All through the doc they discuss the fact that major issues and political news don’t seem to penetrate with the public without the aid of showbiz pizazz, famous faces, staged arguments and catchy graphics. Which is what the film is supposed to be about — i.e., the notion that politics has become entertainment, that television has blurred the lines between reality and myth, and that we’ve all lost our bearings as a result.

So Poliwood is a rhetorically earnest film, no question. But it pretty much ignores the irony that no one would be paying attention to these guys in the first place (or to Levinson’s film) if they weren’t famous Hollywood actors. So what’s this movie saying exactly that’s challenging and/or provocative? Nothing I can figure. It’s a muddle.

The only un-muddled thought in the entire film is when former MSNBC Tucker Carlson says that the idea of everyone in the nation learning about and participating in the political process is a myth. Most people probably shouldn’t participate, he says, because most of them out there are basing their beliefs on gut feelings and adversarial smoke and vague impressions fostered by blah-blah political talk shows, adversarial websites and other tangents of the breathless sound-byte media.

But there’s a genuine political process out there, Carlson says, and it’s something of an elite fraternity — a process that’s by the informed, of the informed and for the informed.

At last night’s Poliwood q & a at the BMCC theatre in lower Manhattan (l. to. r.): Barry Levinson, that amiable fat guy with the toupee who’s done focus-group testing for Fox News, Matthew Modine, Tim Daly and Josh Lucas

Precisely! And because I know for a cold fact that I’m one of the informed, I don’t feel confused or lost at all. The only one who seems confused, frankly, is Levinson, who can’t seem to get it clear in his own head that while the Creative Coalition team is a good-guy group trying to stand up for the right things, nobody cares very much about what Tim Daly or Ellen Burstyn have to say about this or that. I would probably agree with most of their views if we shared a sitdown, but that’s no reason for me to watch Poliwood. Or to recommend others to have a looksee.

Levinson recently summed up the movie’s point with a CNN interviewer, to wit: “I think what happened is, you have this television screen, and everything has to go through that screen — and at a certain point, I don’t think that we can tell the difference between the celebrity and the politician. They both have to entertain us in some fashion.

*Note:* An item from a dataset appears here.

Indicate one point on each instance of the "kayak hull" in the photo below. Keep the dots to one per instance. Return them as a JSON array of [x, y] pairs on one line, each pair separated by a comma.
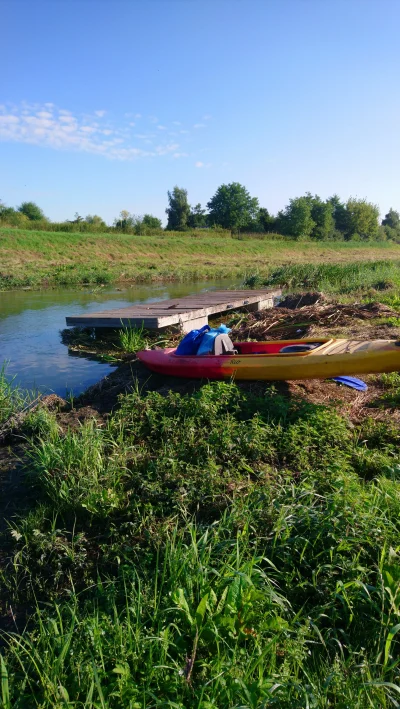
[[329, 359]]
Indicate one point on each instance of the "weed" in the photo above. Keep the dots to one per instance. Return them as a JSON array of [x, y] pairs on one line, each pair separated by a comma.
[[132, 339], [70, 259], [219, 549]]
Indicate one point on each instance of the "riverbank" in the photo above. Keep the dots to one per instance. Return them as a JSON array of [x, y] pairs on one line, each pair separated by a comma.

“That’s why I think, in second half of the 20th century, you saw this kind of change where John F. Kennedy was probably the first television politician. He came across, he was good-looking, he was great in the way he spoke, he had a certain sense of humor.

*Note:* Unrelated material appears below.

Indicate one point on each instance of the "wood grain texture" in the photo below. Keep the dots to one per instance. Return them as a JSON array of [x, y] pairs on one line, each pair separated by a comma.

“Then you had [Ronald] Reagan. Someone looked at him giving a speech for [Barry] Goldwater and said, you know, he could be a politician. Two years after that, he became governor of California.

Tim Daly,Josh Lucas.

“So anyone [who] is pleasant enough on television suddenly gets credentials, whether they have earned it or not. And there’s that blurring of it between celebrity and politics and everything else.”

Accurate as Levinson’s observation is, I really don’t think it’s novel-enough or striking-enough to give weight and gravitas to this raggedy-assed home movie.